The band’s first step towards becoming Back-Bone happened in December 2012 when Reuben Cortez, Christian Gomez, and David Naranjo left the band Hierba Mala. From that point, the group started collaborating with other musicians from neighboring bands in the area that lead to the induction of Richard Cortez.

Time has left Back-Bone to the members to create the Southbay sound of Dirty Reggae. Back-Bone is based in Carson Ca, of which, the city has witnessed little to none of the specific genre they call Dirty Reggae. This type of reggae is specific to Back-Bone and their creation process of music. Their reggae is not the typical roots reggae, while they try to avoid mainstream fads. The band doesn’t have a specific demographic that they try to appeal to because they want the masses to enjoy their music. Dirty Reggae is Back-Bone’s version of reality music that derives from their own personal experiences. Their performances create an atmosphere where they encounter very little racism and generates positive experiences. The Band is currently working on recording new music to release their album with a complementary music video.


Reuben Cortez, Lead singer of Back-Bone, Mexican-American, says he was very closed minded with the type of music he exposed himself too. Early influences came from classic rock and first wave ska music such as The Specials. Initially, he wanted to play the saxophone but wasn’t given the opportunity, in which, he started playing the trumpet. His trumpet playing lead him to join the local mariachi. Then he sharpened his skills on the guitar taking characteristics from mariachi music such as the rhythms, scratching, redobles, fillings and note selection. The guitar gave him a platform to write lyrics and sing. Christian pushed Reuben to sing because he didn’t aspire to be a singer.
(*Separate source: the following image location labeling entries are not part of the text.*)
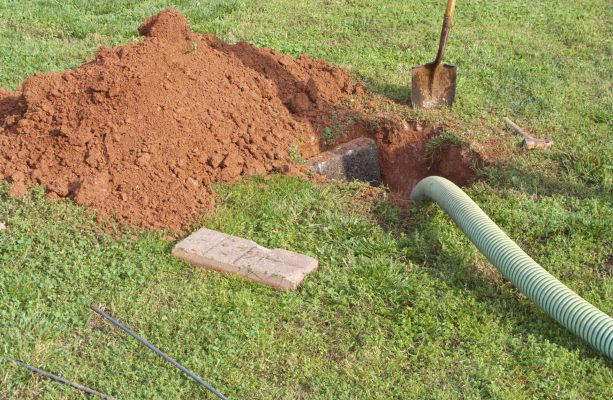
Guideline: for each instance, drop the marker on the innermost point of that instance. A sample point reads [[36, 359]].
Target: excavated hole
[[411, 151]]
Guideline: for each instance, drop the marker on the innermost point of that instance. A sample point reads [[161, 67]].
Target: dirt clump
[[142, 131]]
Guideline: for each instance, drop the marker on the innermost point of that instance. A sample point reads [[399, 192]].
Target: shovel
[[433, 84]]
Christian Gomez, Drummer for Back-Bone, Mexican-Honduran, grew up listening to music and watching movies that weren’t appropriate for a child, due to the age differences between siblings. This exposed Christian to a surplus of content at an early age. Learning the drums has expanded his horizon of musicality by being around other musicians with different tastes in music, as well as performance levels. This pushed Christian to try and incorporate every type of music into his creation process.

Richard Cortez, Lead guitar of Back-Bone, American with Mexican heritage, grew up listening to classic rock because of his father. The guitar allowed him to recreate solos he heard from the songs he grew up with. He took great influence to movies and music growing up as well. When asked about his background influence on his music, he said he gained influence from classic rock, not his heritage because he couldn’t incorporate what he wasn’t exposed too.

David Naranjo, Bass player of Back-Bone, Mexican-American, grew up listening to classic rock artist such as led zeppelin. His brothers introduced David to a wide spectrum of music consisting of jimmy page, punk bands, thrash music, Slayer and music from the late 80s. His brothers played the guitar, in which the 9-year age difference influenced him to pick up the bass at an early age. In middle school, he first listened to the song “Take on Me” by Reel Big Fish which lead him to start learning the trumpet and the trombone. He continued to indulge in the Ska/Reggae arena by going to watch Streetlight Manifesto perform live. His heritage had little impact in playing the bass as he would listen to rhythms of the upright bass in Mexican songs. There wasn’t a necessity for him to play the bass until the opportunity arose during the creation of Back-Bone.